Лили услышала донесшийся из соседней комнаты возмущенный голос Аннабель и чуть было не улыбнулась.

– Нет, я сама справлюсь. Вы и так много работаете.

И это было правдой. Судя по всему, мистер Смитфилд и его зять не слишком тесно общались, поскольку мистер Смитфилд несколько раз заглядывал в агентство и даже привел к ним нескольких своих друзей, которым нужна была прислуга.

Агентство было на плаву, и если и в дальнейшем дела пойдут так, как сейчас (если мистер Смитфилд, которого Аннабель тактично окрестила воздыхателем Лили, будет с тем же постоянством давать агентству работу), можно будет и штат увеличить.

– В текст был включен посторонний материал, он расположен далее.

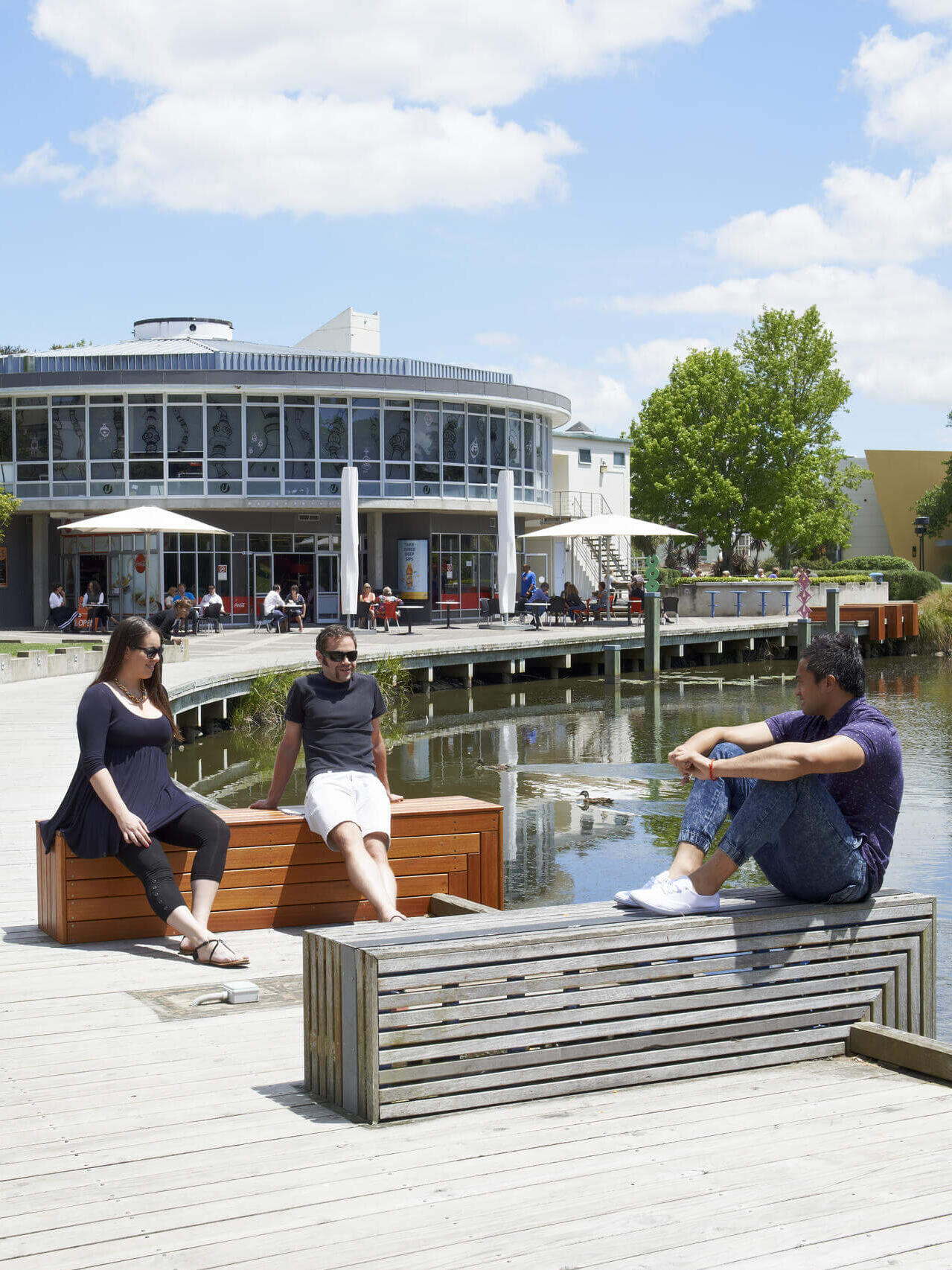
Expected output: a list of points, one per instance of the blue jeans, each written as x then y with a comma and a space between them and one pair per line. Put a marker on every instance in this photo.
793, 829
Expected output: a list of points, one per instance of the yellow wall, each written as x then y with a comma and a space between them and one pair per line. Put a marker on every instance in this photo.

Лили к намекам Аннабель относилась спокойно, как и к визитам мистера Смитфилда. Скорее всего, им двигало похвальное желание помочь ближнему, то есть ей, Лили, которая по каким-то причинам – наверное, Маркус как-то объяснил ее уход лучшему другу и даже дал ему адрес агентства, через которое ее нашел, – лишилась постоянного заработка. К тому же Лили видела, каким взглядом мистер Смитфилд провожал Кэролайн.

– Не засиживайся дольше восьми, – наставительно сказала Кэролайн, надевая плащ. – Позже на улицу выходить опасно. Помни, что жизнь важнее, чем рекламные листки.

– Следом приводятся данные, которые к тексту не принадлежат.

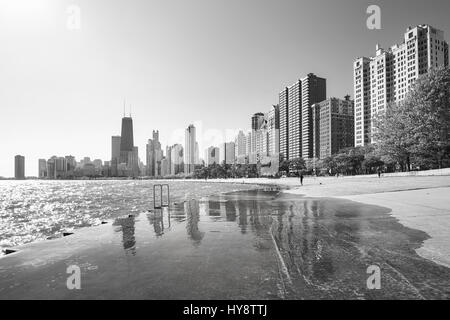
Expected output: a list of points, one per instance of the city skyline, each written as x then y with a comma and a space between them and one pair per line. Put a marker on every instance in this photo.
44, 123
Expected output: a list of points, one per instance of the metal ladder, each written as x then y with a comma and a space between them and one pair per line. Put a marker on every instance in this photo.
161, 202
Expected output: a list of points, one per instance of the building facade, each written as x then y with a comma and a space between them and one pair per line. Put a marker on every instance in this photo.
333, 126
19, 167
227, 153
392, 73
189, 150
212, 156
127, 140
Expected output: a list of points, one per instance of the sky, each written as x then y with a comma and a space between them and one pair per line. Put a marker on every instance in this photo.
212, 63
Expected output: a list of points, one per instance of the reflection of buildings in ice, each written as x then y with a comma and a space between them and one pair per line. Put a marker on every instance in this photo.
128, 230
192, 210
204, 208
313, 233
245, 212
230, 210
156, 219
213, 208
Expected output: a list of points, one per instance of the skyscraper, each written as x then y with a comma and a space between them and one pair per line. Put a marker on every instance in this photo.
176, 156
284, 123
154, 155
333, 126
19, 167
362, 101
126, 141
295, 116
241, 147
226, 153
273, 131
295, 120
42, 169
314, 89
189, 150
391, 74
115, 147
212, 156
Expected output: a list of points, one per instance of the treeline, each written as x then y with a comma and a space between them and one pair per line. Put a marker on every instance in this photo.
225, 171
411, 135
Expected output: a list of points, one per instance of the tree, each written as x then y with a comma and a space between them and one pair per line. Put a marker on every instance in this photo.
393, 134
284, 166
416, 132
298, 164
428, 111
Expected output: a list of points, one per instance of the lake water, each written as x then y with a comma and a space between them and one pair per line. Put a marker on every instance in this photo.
36, 210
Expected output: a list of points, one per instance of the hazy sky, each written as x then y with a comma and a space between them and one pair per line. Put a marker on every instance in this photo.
214, 62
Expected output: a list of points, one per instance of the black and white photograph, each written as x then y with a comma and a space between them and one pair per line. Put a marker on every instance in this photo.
224, 155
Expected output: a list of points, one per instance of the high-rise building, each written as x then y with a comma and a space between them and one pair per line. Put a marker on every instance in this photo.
314, 89
115, 148
273, 131
165, 171
295, 118
133, 162
42, 169
177, 156
226, 153
189, 150
19, 167
284, 123
169, 159
197, 154
333, 126
154, 155
212, 156
362, 101
126, 141
241, 148
392, 72
60, 168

– Я помню, – кивнула Лили. Рисковать жизнью она не собиралась, даже с разбитым сердцем. Глупость ее не была беспредельной.

Колокольчик на двери зазвонил часа через три после того, как Аннабель и Кэролайн покинули контору. Лили вскочила, посмотрела на часы и облегченно вздохнула, увидев, что восьми еще нет. Значит, она не нарушила данное Кэролайн слово. Но кто мог прийти в агентство в столь поздний час? Едва ли кто-нибудь из тех, кого Лили хотела бы видеть. Впрочем, ей сейчас никого видеть не хотелось.

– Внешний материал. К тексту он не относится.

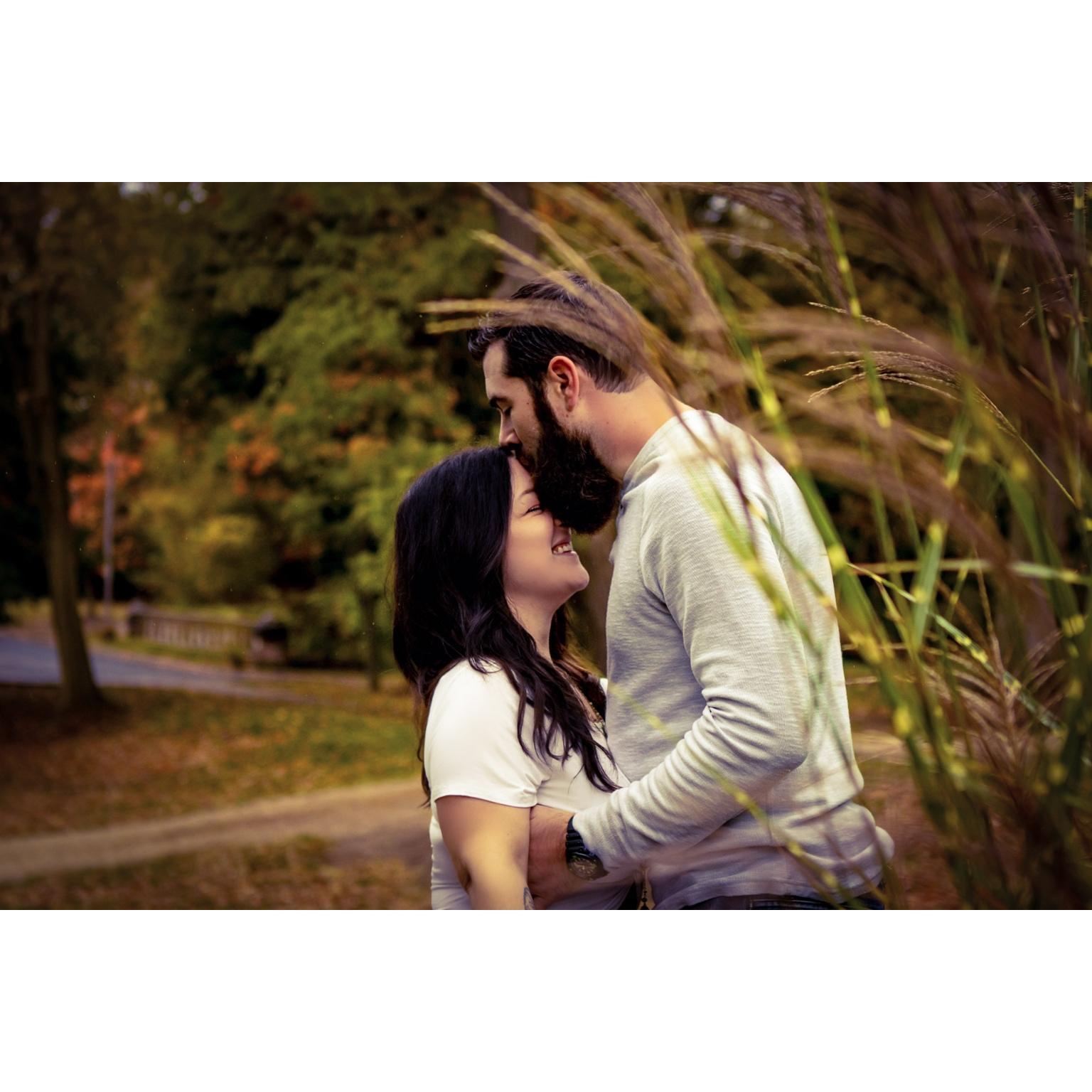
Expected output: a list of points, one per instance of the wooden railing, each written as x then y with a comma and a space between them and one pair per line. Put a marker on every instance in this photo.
261, 641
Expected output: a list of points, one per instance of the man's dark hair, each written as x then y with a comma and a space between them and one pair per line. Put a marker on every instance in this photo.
590, 323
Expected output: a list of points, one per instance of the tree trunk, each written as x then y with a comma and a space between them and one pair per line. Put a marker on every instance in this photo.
37, 414
515, 232
372, 640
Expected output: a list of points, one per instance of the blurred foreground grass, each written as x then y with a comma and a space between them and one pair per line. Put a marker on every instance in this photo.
162, 754
159, 754
296, 875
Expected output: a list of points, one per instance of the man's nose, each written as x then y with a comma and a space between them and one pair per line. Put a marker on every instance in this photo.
509, 438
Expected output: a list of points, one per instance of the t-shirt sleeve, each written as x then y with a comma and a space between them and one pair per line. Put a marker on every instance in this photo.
472, 747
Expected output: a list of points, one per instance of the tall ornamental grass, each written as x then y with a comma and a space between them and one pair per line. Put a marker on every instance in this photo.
919, 358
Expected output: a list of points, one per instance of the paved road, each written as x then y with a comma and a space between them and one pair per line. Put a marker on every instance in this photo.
363, 821
31, 658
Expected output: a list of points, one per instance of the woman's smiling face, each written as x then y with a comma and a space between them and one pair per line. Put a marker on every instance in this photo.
540, 562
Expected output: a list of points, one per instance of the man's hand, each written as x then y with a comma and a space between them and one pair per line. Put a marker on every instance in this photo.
548, 876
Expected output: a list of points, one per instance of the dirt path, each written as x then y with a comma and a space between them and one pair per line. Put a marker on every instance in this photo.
363, 821
378, 820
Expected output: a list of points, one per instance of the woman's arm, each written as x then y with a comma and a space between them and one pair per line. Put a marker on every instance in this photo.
488, 845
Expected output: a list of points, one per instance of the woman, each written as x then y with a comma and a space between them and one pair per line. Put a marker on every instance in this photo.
507, 717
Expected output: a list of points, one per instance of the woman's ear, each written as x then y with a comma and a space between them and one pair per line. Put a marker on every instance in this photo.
562, 380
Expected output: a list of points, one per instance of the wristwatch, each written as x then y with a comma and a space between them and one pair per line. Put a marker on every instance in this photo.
582, 863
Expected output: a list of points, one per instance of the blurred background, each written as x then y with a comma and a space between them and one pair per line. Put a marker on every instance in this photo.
213, 397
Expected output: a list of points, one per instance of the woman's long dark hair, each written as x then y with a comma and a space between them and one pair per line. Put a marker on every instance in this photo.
450, 605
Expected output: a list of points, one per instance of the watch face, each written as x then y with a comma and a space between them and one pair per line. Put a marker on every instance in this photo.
586, 869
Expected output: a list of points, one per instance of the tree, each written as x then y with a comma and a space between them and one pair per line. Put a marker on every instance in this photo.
60, 289
301, 385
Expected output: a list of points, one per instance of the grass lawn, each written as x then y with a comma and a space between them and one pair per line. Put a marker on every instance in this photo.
295, 875
161, 754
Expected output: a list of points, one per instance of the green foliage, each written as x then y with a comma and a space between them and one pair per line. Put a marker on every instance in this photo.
919, 358
301, 395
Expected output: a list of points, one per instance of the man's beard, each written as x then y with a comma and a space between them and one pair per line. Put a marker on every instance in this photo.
570, 480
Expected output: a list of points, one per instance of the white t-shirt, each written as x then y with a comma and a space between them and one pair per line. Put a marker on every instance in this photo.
472, 749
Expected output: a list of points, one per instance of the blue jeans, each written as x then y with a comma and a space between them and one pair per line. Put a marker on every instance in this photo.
786, 902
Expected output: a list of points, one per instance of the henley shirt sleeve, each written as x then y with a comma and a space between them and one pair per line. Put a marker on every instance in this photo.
753, 729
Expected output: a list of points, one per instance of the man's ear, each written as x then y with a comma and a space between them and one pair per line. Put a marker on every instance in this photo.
564, 380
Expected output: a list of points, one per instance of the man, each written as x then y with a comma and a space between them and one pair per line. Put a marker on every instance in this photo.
727, 702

Девушка потерла спину, затекшую от долгого пребывания в полусогнутом положении. Почти все листовки были готовы. Работать ей осталось от силы минут двадцать. Хотя в двадцать минут уложиться уже не получится. Сколько еще времени ей предстоит провести в конторе, зависит от того, кто стоял под дверью.

Колокольчик зазвонил вновь.

И еще раз.

Значит, под дверью находится тот, кто не намерен уходить, пока его не примут.

– Кто там? – недовольно спросила Лили, раздосадованная настырностью позднего посетителя.

– Маркус.

Лили застыла как вкопанная. Колокольчик продолжал звенеть.

Из-за двери донесся голос. Его голос – в этом сомнений не было.

– Лили, я знаю, что вы здесь, и я знаю, что вы одна.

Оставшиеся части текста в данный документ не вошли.